Carrie Prejean, the ousted Miss California, has been making the rounds, getting a lot more airtime than any state-level beauty queen in history to complain that everyone's trying to silence her. She's one of a lot of people in the news lately who remind me of that line on the tape where now-ex-Governor Rod Blagojevich was saying, of the chance to appoint a U.S. Senator, something like "I've got this thing and I'm going to find some way to profit from it." And in a way, I have trouble faulting Ms. Prejean for what she's trying to do.
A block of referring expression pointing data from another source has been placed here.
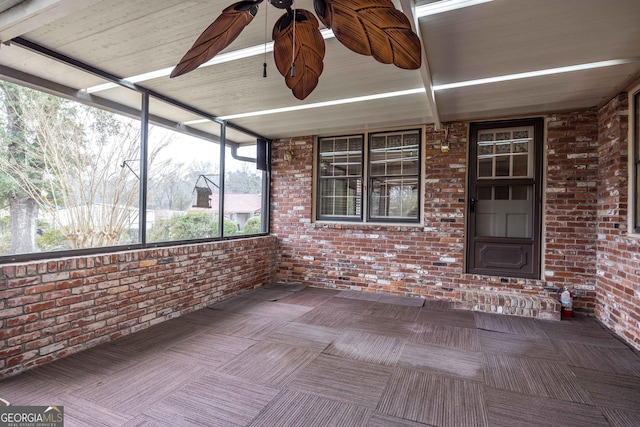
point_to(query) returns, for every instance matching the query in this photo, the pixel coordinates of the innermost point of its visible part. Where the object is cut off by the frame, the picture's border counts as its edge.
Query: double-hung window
(371, 177)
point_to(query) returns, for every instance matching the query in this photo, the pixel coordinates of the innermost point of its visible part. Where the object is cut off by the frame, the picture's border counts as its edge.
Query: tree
(253, 225)
(192, 225)
(244, 180)
(80, 168)
(17, 155)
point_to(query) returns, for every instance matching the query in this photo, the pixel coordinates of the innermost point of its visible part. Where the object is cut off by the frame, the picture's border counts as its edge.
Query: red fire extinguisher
(566, 300)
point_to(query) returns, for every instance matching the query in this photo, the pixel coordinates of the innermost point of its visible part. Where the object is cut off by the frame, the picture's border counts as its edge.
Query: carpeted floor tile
(609, 359)
(535, 377)
(394, 311)
(210, 349)
(311, 297)
(346, 380)
(459, 318)
(278, 310)
(83, 413)
(610, 390)
(622, 418)
(458, 363)
(157, 338)
(400, 300)
(213, 400)
(330, 318)
(353, 306)
(507, 409)
(245, 325)
(580, 330)
(446, 336)
(267, 294)
(365, 296)
(268, 363)
(434, 399)
(370, 348)
(290, 287)
(380, 420)
(518, 345)
(383, 326)
(508, 324)
(295, 409)
(438, 305)
(134, 389)
(305, 336)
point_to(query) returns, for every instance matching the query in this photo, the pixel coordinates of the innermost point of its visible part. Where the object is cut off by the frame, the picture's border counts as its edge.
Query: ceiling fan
(368, 27)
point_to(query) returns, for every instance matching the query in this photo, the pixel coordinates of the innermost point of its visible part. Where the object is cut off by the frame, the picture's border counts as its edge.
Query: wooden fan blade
(307, 56)
(373, 28)
(220, 34)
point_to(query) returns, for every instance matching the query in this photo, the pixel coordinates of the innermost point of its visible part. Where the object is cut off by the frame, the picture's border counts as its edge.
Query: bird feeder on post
(203, 193)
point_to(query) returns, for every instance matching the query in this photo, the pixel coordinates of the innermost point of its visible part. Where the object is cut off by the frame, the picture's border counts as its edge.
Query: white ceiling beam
(29, 15)
(408, 7)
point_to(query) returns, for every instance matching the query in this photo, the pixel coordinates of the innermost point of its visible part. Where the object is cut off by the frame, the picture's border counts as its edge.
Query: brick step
(538, 306)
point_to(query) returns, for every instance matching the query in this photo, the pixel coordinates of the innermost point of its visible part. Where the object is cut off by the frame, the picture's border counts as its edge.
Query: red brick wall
(51, 309)
(618, 275)
(570, 206)
(428, 260)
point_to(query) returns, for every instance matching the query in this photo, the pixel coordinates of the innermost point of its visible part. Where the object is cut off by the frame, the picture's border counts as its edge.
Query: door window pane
(505, 154)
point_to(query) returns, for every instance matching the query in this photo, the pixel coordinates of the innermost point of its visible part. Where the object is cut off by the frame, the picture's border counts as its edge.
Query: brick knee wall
(51, 309)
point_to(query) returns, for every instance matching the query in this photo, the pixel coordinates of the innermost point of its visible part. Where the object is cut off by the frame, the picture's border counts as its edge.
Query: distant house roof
(238, 203)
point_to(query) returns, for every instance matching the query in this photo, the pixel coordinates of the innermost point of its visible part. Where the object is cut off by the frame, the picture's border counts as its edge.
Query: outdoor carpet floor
(290, 355)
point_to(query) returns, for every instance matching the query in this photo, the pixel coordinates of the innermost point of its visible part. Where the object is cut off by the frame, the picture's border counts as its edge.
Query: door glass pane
(485, 168)
(505, 154)
(508, 214)
(502, 165)
(520, 166)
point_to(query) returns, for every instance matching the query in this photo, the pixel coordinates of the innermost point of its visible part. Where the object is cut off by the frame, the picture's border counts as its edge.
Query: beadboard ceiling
(492, 39)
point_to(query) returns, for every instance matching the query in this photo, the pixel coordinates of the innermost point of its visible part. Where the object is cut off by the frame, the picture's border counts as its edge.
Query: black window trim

I think beauty pageants are shallow and bogus but I certainly understand why an attractive 21-year-old lady might see one as her best opportunity to make some money, attain some fame and maybe springboard to a lucrative career. And while I find her politics repugnant, I also see the sums of cash some are making by pandering to the Palin boosters and I get where she's coming from there, as well. If she'd done what a proper Miss California was supposed to do, no one would ever have heard of her. She wouldn't have a book coming out that a lot of right-wingers will buy. She wouldn't be receiving whatever offers and deals she's going to wring out of all this. Whether she winds up lecturing on the Bob Jones circuit or marketing sex tapes — not that there's a huge difference between those two options — she'll make more than if she'd just been a nice, non-controversial pageant winner appearing at boat shows.
Her appearance last night on Larry King Live was a two-way train wreck. She didn't want to answer questions and he, as usual, didn't know what to ask. Still, the spot served both their purposes. He got some tune-in. She sold some books. I don't see that there's much more happening there than that.
The one thing she said I could believe was sincere was that Sarah Palin is her role model. A former beauty contestant who's becoming rich and famous saying vapid, baseless things and firing up the rabid right? Yeah, sure. I can see where she gets it.